Obg is a member of a unique family of small GTP binding proteins that have been identified in diverse organisms from bacteria and mammals (reviewed in reference 25). In bacteria, the Obg subfamily is speculated to monitor the state of intracellular GTP levels and to serve as a switch to promote growth when bound to GTP, but not when associated with GDP (25). The actual targets for this switch protein are unknown. Our yeast dihybrid data suggest that Obg may directly interact with a number of the ς^B Rsb regulators; however, even if these interactions ultimately prove to be biologically relevant, the Rsb proteins cannot be Obg’s only targets. Obg is essential for growth and sporulation, while neither the Rsb proteins nor ς^B are essential for either process.
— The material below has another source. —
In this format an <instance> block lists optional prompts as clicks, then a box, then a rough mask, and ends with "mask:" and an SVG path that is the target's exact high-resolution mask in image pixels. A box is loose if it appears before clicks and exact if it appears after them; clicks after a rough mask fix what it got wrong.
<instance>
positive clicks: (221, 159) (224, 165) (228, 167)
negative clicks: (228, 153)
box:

Perhaps Obg, as a general sensor of intracellular GTP levels and a regulatory switch, has several targets within B. subtilis, allowing it to coordinate diverse functions in response to nucleotide changes.

Although it is clear that Obg is essential for stress activation of ς^B, it remains possible that the apparent interaction of Obg with particular Rsb proteins is accidental and that the requirement for Obg in ς^B stress activation is indirect. The putative RsbT-Obg interaction is, however, intriguing given that one function of the Obg class of proteins is intracellular signaling and that stress activation of RsbT fails to occur in its absence. Determining whether Obg directly communicates the existence of environmental stress to RsbT or is only indirectly involved in this process will likely require in vitro biochemical analyses.